In this Probability Density Function, am I doing it right?

Question

Consider a model consisting of random variables $X,Y$ and $Z: Y=Xw+Z$, where $Z∼U[−1,1]$.

Answer 1

Your question is right, other than talking about their independence ( which they are not having the equality $Y=\omega X + Z$ means they cannot be ! ).

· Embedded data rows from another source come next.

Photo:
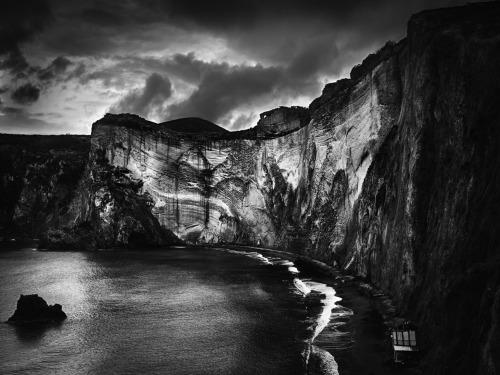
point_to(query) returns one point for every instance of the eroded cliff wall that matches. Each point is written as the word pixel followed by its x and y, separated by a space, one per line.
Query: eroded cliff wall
pixel 284 186
pixel 427 224
pixel 392 175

For writing it down you can do it this way (although your intuition is fine, it may not be for more complicated problems) :

Let $F_{Y|X=x}$ be the conditional CDF, and $f_{Y|X=x}$ the conditional PDF.

Recall $\frac{d}{da}F_{Y|X=x}(a)=f_{Y|X=x}(a)$ (fundamental theorem of calculus + definitions of CDF and PDF). Now calculate

For $a \in [\omega x-\frac{1}{2},\omega x+\frac{1}{2}]$

\begin{align} F_{Y|X=x}(a) =& \mathbb{P}(Z \leq a-\omega x) \\ =& a-\omega x - \frac{1}{2} \end{align}

hence $\frac{d}{da}F_{Y|X=x}(a)=1=f_{Y|X=x}(a)$ for $a \in [\omega x-\frac{1}{2},\omega x+\frac{1}{2}]$.